Private equity pays record amount for deals in Q1 2021

A rush to acquire emboldened companies using cheap debt has increased purchase prices in a sellers’ market.

Private equity deal values hit an all-time high of $250.6 billion during the first quarter, spiking nearly 116 percent over the same period last year as competition for deals heats up.

Globally, the number of announced deals rose to 2,800, up 57 percent compared with Q1 2020, marking the strongest quarter for firms, by value and count, since 1980, according to data from Refinitiv.

Sources attribute the record pace of the asset class to pent-up demand following 2020’s temporary pause in activity, greater willingness to sell among target companies, an ever-expanding buyer pool and access to easy debt. These factors and others have created a perfect storm, leading investors, eager to put capital to use, to pay higher prices in a competitive market.

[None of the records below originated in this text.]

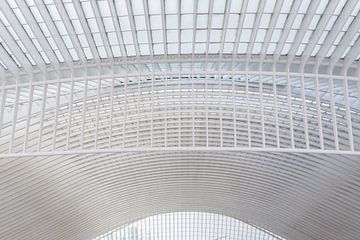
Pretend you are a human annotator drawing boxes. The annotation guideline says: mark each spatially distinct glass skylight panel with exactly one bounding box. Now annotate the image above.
[195,30,207,42]
[246,0,259,13]
[129,0,145,16]
[181,14,194,29]
[230,1,243,14]
[211,14,224,29]
[119,16,131,31]
[152,30,164,43]
[315,0,329,14]
[196,14,208,28]
[0,0,360,72]
[295,44,306,56]
[148,0,161,15]
[275,14,287,29]
[308,15,321,30]
[181,30,193,42]
[286,30,297,43]
[310,44,321,57]
[123,31,134,44]
[240,29,252,42]
[350,1,360,17]
[238,42,248,54]
[326,45,336,57]
[167,43,179,54]
[165,0,180,14]
[166,15,179,29]
[280,0,294,13]
[243,14,255,28]
[213,0,226,13]
[341,17,354,31]
[291,14,304,29]
[134,15,146,31]
[180,0,194,14]
[227,14,239,28]
[210,30,222,42]
[225,29,236,42]
[255,29,266,42]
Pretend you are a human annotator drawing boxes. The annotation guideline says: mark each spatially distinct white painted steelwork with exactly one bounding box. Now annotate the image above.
[0,0,360,240]
[93,212,283,240]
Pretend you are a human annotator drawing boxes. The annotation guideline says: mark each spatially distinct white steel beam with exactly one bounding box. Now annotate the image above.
[0,21,33,74]
[35,0,73,68]
[274,0,301,62]
[260,0,284,62]
[54,1,86,63]
[108,0,126,57]
[302,1,339,64]
[126,0,140,56]
[288,0,320,64]
[341,37,360,73]
[0,2,46,71]
[143,0,154,57]
[73,1,100,60]
[0,46,19,74]
[17,0,60,69]
[246,1,266,59]
[90,0,114,59]
[233,0,249,58]
[329,11,360,69]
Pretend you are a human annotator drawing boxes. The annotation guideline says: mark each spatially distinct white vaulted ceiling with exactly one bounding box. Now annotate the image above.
[0,0,360,240]
[0,0,360,74]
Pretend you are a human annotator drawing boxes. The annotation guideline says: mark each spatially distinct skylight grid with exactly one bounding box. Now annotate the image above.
[0,38,21,67]
[12,6,51,64]
[0,11,36,65]
[45,1,79,61]
[63,0,93,59]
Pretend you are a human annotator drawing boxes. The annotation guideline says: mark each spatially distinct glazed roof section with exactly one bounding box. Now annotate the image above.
[0,0,360,74]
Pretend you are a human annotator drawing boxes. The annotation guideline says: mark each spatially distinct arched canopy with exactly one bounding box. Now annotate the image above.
[0,0,360,240]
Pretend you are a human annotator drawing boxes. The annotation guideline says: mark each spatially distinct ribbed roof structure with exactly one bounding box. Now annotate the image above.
[0,0,360,240]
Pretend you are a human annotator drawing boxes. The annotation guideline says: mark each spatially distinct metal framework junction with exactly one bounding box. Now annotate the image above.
[0,0,360,240]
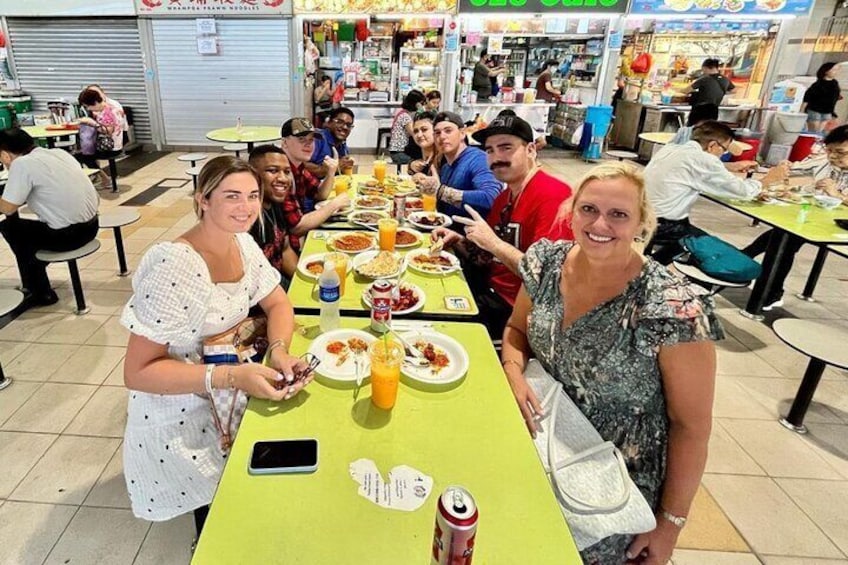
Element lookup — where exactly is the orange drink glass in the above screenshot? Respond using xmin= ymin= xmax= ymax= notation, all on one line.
xmin=377 ymin=218 xmax=398 ymax=251
xmin=368 ymin=338 xmax=404 ymax=410
xmin=374 ymin=159 xmax=386 ymax=184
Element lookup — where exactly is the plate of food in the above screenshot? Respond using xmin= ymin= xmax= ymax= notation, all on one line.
xmin=362 ymin=282 xmax=427 ymax=316
xmin=309 ymin=328 xmax=377 ymax=382
xmin=407 ymin=212 xmax=453 ymax=231
xmin=395 ymin=228 xmax=423 ymax=249
xmin=400 ymin=331 xmax=469 ymax=385
xmin=297 ymin=253 xmax=353 ymax=280
xmin=406 ymin=249 xmax=462 ymax=275
xmin=327 ymin=231 xmax=375 ymax=253
xmin=353 ymin=196 xmax=390 ymax=210
xmin=353 ymin=250 xmax=406 ymax=279
xmin=347 ymin=210 xmax=389 ymax=227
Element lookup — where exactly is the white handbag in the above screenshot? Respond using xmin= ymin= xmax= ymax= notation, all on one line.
xmin=524 ymin=360 xmax=657 ymax=551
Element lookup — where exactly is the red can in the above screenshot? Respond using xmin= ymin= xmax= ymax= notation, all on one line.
xmin=430 ymin=486 xmax=479 ymax=565
xmin=371 ymin=280 xmax=394 ymax=333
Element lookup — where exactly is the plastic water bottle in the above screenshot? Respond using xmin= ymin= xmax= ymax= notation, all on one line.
xmin=318 ymin=261 xmax=341 ymax=332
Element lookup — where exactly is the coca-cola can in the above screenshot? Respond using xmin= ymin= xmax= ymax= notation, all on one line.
xmin=430 ymin=486 xmax=479 ymax=565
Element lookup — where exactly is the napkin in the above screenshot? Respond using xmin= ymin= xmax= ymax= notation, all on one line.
xmin=349 ymin=459 xmax=433 ymax=512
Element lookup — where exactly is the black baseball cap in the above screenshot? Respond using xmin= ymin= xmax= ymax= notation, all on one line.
xmin=471 ymin=116 xmax=535 ymax=145
xmin=280 ymin=118 xmax=319 ymax=137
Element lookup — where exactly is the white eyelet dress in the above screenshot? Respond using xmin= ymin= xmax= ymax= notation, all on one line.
xmin=121 ymin=234 xmax=280 ymax=521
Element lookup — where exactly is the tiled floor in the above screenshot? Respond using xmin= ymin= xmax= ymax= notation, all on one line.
xmin=0 ymin=151 xmax=848 ymax=565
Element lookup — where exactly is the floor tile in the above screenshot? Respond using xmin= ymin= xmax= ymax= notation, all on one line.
xmin=722 ymin=420 xmax=842 ymax=479
xmin=3 ymin=383 xmax=97 ymax=434
xmin=64 ymin=386 xmax=127 ymax=438
xmin=776 ymin=479 xmax=848 ymax=555
xmin=9 ymin=436 xmax=121 ymax=504
xmin=0 ymin=500 xmax=77 ymax=565
xmin=0 ymin=432 xmax=58 ymax=496
xmin=44 ymin=507 xmax=150 ymax=565
xmin=3 ymin=343 xmax=79 ymax=382
xmin=133 ymin=514 xmax=196 ymax=565
xmin=703 ymin=474 xmax=842 ymax=558
xmin=50 ymin=345 xmax=126 ymax=385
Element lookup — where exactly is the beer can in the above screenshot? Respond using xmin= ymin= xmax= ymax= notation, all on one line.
xmin=430 ymin=486 xmax=479 ymax=565
xmin=371 ymin=280 xmax=394 ymax=333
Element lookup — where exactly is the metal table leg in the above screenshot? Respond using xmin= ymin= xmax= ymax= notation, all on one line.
xmin=779 ymin=357 xmax=825 ymax=434
xmin=795 ymin=245 xmax=828 ymax=302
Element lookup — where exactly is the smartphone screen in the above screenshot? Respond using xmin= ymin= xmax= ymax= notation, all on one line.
xmin=250 ymin=439 xmax=318 ymax=473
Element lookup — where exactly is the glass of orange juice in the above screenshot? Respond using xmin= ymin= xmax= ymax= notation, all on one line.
xmin=374 ymin=159 xmax=386 ymax=184
xmin=377 ymin=218 xmax=398 ymax=251
xmin=368 ymin=338 xmax=404 ymax=410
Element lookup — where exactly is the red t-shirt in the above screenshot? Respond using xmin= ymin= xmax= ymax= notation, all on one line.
xmin=486 ymin=170 xmax=574 ymax=305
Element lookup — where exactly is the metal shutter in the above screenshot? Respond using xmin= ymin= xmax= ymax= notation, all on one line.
xmin=7 ymin=17 xmax=151 ymax=143
xmin=153 ymin=18 xmax=292 ymax=145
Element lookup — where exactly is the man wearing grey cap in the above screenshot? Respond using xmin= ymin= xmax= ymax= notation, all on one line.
xmin=413 ymin=112 xmax=503 ymax=218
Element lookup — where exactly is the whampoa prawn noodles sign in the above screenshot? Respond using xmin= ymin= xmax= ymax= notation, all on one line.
xmin=630 ymin=0 xmax=813 ymax=16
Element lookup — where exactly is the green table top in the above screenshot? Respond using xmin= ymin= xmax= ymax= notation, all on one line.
xmin=206 ymin=126 xmax=280 ymax=143
xmin=288 ymin=230 xmax=479 ymax=319
xmin=704 ymin=195 xmax=848 ymax=243
xmin=192 ymin=316 xmax=580 ymax=565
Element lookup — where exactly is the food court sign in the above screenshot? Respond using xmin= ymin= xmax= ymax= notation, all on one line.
xmin=630 ymin=0 xmax=813 ymax=16
xmin=459 ymin=0 xmax=627 ymax=14
xmin=135 ymin=0 xmax=292 ymax=16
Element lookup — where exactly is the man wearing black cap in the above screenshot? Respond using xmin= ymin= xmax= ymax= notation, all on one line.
xmin=280 ymin=118 xmax=339 ymax=214
xmin=433 ymin=116 xmax=572 ymax=338
xmin=413 ymin=112 xmax=502 ymax=221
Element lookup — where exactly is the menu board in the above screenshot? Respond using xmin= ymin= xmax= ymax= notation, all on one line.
xmin=630 ymin=0 xmax=813 ymax=16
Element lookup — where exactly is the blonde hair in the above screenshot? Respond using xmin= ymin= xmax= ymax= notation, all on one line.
xmin=554 ymin=161 xmax=657 ymax=247
xmin=194 ymin=155 xmax=262 ymax=219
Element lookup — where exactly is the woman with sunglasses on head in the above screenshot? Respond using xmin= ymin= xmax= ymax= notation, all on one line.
xmin=121 ymin=156 xmax=310 ymax=533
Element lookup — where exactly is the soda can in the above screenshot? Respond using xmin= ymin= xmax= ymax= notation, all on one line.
xmin=394 ymin=194 xmax=406 ymax=223
xmin=430 ymin=486 xmax=479 ymax=565
xmin=371 ymin=280 xmax=394 ymax=333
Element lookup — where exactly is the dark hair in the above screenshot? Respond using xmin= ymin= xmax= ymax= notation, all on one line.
xmin=400 ymin=90 xmax=427 ymax=112
xmin=816 ymin=63 xmax=836 ymax=80
xmin=686 ymin=104 xmax=718 ymax=126
xmin=824 ymin=125 xmax=848 ymax=145
xmin=247 ymin=143 xmax=286 ymax=166
xmin=79 ymin=88 xmax=103 ymax=106
xmin=0 ymin=128 xmax=35 ymax=155
xmin=327 ymin=106 xmax=356 ymax=120
xmin=692 ymin=120 xmax=735 ymax=147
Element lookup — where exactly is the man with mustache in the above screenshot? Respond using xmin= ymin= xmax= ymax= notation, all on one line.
xmin=433 ymin=116 xmax=573 ymax=339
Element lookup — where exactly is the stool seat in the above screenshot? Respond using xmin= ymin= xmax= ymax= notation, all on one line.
xmin=177 ymin=153 xmax=209 ymax=163
xmin=35 ymin=239 xmax=100 ymax=263
xmin=100 ymin=207 xmax=141 ymax=229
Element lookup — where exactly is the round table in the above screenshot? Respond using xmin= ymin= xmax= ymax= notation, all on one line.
xmin=206 ymin=126 xmax=280 ymax=152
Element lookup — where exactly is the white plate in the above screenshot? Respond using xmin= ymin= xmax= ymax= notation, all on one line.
xmin=406 ymin=212 xmax=453 ymax=231
xmin=405 ymin=249 xmax=462 ymax=276
xmin=362 ymin=283 xmax=427 ymax=316
xmin=297 ymin=253 xmax=353 ymax=280
xmin=400 ymin=331 xmax=469 ymax=385
xmin=309 ymin=328 xmax=377 ymax=382
xmin=353 ymin=249 xmax=406 ymax=280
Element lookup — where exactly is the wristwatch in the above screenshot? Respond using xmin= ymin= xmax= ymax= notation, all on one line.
xmin=660 ymin=510 xmax=686 ymax=528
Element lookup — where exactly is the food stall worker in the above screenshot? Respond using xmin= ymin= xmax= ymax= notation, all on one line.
xmin=680 ymin=59 xmax=736 ymax=108
xmin=536 ymin=59 xmax=562 ymax=102
xmin=645 ymin=122 xmax=789 ymax=265
xmin=306 ymin=107 xmax=354 ymax=178
xmin=413 ymin=112 xmax=503 ymax=218
xmin=471 ymin=49 xmax=506 ymax=98
xmin=433 ymin=116 xmax=573 ymax=339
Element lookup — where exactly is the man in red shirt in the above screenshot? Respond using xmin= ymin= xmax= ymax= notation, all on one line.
xmin=433 ymin=116 xmax=572 ymax=338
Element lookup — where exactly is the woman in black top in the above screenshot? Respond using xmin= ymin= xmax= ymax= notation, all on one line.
xmin=801 ymin=63 xmax=840 ymax=131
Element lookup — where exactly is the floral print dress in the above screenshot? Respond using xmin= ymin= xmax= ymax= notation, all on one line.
xmin=520 ymin=239 xmax=724 ymax=565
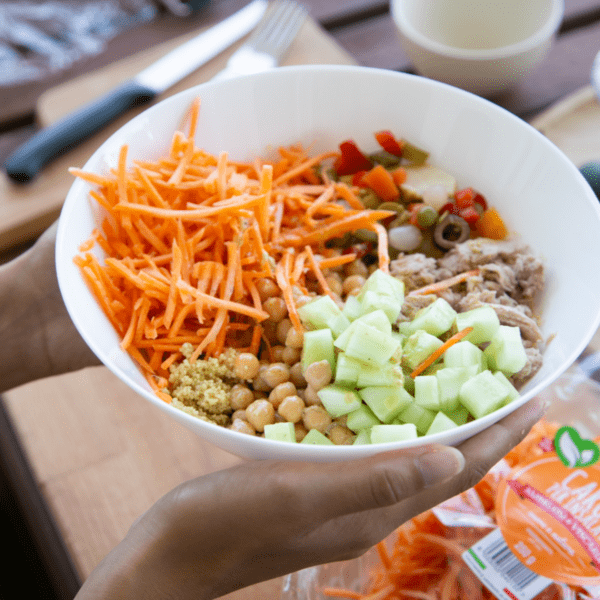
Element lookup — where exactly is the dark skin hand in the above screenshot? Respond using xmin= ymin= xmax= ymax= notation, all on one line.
xmin=0 ymin=227 xmax=545 ymax=600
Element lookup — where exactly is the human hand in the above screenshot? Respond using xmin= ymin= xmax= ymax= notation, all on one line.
xmin=77 ymin=400 xmax=543 ymax=600
xmin=0 ymin=223 xmax=100 ymax=392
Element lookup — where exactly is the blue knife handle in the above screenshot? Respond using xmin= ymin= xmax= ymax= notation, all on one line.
xmin=4 ymin=81 xmax=156 ymax=183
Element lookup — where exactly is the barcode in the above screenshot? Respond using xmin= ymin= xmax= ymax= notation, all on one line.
xmin=482 ymin=538 xmax=539 ymax=591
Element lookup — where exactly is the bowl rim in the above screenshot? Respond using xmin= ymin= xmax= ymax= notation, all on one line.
xmin=56 ymin=65 xmax=600 ymax=460
xmin=390 ymin=0 xmax=565 ymax=61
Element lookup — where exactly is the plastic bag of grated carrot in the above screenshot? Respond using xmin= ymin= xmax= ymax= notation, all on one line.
xmin=282 ymin=366 xmax=600 ymax=600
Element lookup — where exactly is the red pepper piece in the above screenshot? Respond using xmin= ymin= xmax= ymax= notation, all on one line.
xmin=333 ymin=140 xmax=371 ymax=175
xmin=375 ymin=130 xmax=403 ymax=156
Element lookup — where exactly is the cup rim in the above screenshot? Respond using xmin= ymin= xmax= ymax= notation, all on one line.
xmin=390 ymin=0 xmax=565 ymax=60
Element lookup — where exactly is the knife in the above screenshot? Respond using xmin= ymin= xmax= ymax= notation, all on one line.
xmin=579 ymin=52 xmax=600 ymax=200
xmin=4 ymin=0 xmax=268 ymax=183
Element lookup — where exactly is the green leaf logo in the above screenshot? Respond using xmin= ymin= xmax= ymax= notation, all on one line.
xmin=554 ymin=425 xmax=600 ymax=468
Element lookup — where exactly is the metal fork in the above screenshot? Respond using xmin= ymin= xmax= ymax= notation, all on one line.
xmin=214 ymin=0 xmax=307 ymax=79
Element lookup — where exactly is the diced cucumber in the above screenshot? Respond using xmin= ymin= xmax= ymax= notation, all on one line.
xmin=346 ymin=319 xmax=400 ymax=365
xmin=334 ymin=352 xmax=362 ymax=388
xmin=425 ymin=412 xmax=458 ymax=435
xmin=352 ymin=429 xmax=371 ymax=446
xmin=459 ymin=371 xmax=508 ymax=419
xmin=445 ymin=404 xmax=469 ymax=425
xmin=371 ymin=423 xmax=418 ymax=444
xmin=415 ymin=375 xmax=440 ymax=410
xmin=402 ymin=330 xmax=443 ymax=370
xmin=444 ymin=340 xmax=486 ymax=372
xmin=298 ymin=295 xmax=342 ymax=329
xmin=300 ymin=429 xmax=334 ymax=446
xmin=342 ymin=296 xmax=362 ymax=321
xmin=456 ymin=305 xmax=500 ymax=344
xmin=398 ymin=402 xmax=435 ymax=435
xmin=360 ymin=290 xmax=402 ymax=323
xmin=483 ymin=325 xmax=527 ymax=377
xmin=302 ymin=329 xmax=335 ymax=373
xmin=435 ymin=365 xmax=479 ymax=413
xmin=346 ymin=404 xmax=381 ymax=432
xmin=265 ymin=422 xmax=296 ymax=444
xmin=358 ymin=385 xmax=413 ymax=423
xmin=317 ymin=384 xmax=362 ymax=419
xmin=494 ymin=371 xmax=521 ymax=404
xmin=335 ymin=310 xmax=392 ymax=350
xmin=408 ymin=298 xmax=457 ymax=337
xmin=356 ymin=358 xmax=404 ymax=388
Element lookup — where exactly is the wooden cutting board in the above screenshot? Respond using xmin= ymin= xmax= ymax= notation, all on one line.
xmin=0 ymin=18 xmax=356 ymax=251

Fueling the jump in M&A values, large-scale sponsor deals announced in Q1 ranged from Partners Group’s $1.13 billion buyback of medical apparel company Careismatic Brands and Thoma Bravo’s $3.5 billion acquisition of fintech company Calypso Technology, according to Bloomberg. Calypso, for example, far exceeded expectations, as the auction was anticipated to produce a value of some $2.5 billion, PE Hub previously wrote.

With large sums of capital sitting on the sidelines, PE firms are writing bigger equity checks whether that’s large market activity or low- to mid-market dealmaking. Case in point: A healthcare IT company advised by lower mid-market investment bank Auctus Capital Partners received interest from buyers pre-pandemic at levels that didn’t match price expectations.

“Fast forward to 2021 and now you have a number of financial buyers [largely PE] meeting our price,” said Shawn Jackson, managing director at Auctus. The purchase multiples are up by two times the targets’ EBITDA, he said.

Jackson, who leads the advisory firm’s media and tech vertical, likened the situation to musical chairs.

“There are so many capital providers chasing a limited number of deals, everyone is not going to be able to find a chair,” he said.

It’s not only the urgency among PE investors to make up for lost time that contributed to the deal flow last quarter. Some companies are also more willing than ever to sell.

“We’ve had several multi-generational family-owned brands who have told us over the years, ‘Thanks for staying in touch, but we will never sell our company or bring [in] outside capital,’” said David Howitt, CEO of financial advisory firm Meriwether Group. “They are now calling us to find the right partner at the right valuation.”

For Howitt, the acceleration in deal activity is surprising, but it simply corroborates what he has already been seeing in the market: Business owners want to share the risk ahead.

“Cost of labor, rent and goods are increasing while clients are unable to raise cost of service,” Howitt said, pointing to troubling inflationary waves ahead.

Other companies – especially those in the tech arena – are encouraged by the strong valuations they see in the stock market.

Jackson, for example, reached out to a technology company about five months ago that wasn’t interested in going through a sale process. But valuations of publicly-traded tech companies ultimately got the seller interested. “They called me three weeks ago,” Jackson said.

In recent times, public market competition has been driven by special purpose acquisition companies, which according to SPAC Research have raised over $97.4 billion year-to-date – topping all of 2020.

InTandem Capital Partners’ Cano Health, which originally planned to pursue a classic PE buyout in the $1 billion to $2 billion range, as reported by PE Hub, was snapped up by Barry Sternlicht’s Jaws Acquisition Corp. last year at a $4.4 billion enterprise value.

The 110 SPAC business combinations during first quarter of 2021, totaling US$232.1 billion, made up 17 percent of the $1.3 trillion M&A activity marked globally, according to Refinitiv.

While SPACs continue to pay big bucks, Brenda Rainey, managing director at Bain & Co., considers them as additional players in the deal market as opposed to competition to PE. “SPACs won’t displace PE deals; they are not always competing for the same players [targets],” she said.

To the extent investors can prepare for a possible market correction – be it inflation or tax changes that drives it – PE will prove to be resilient, Rainey said.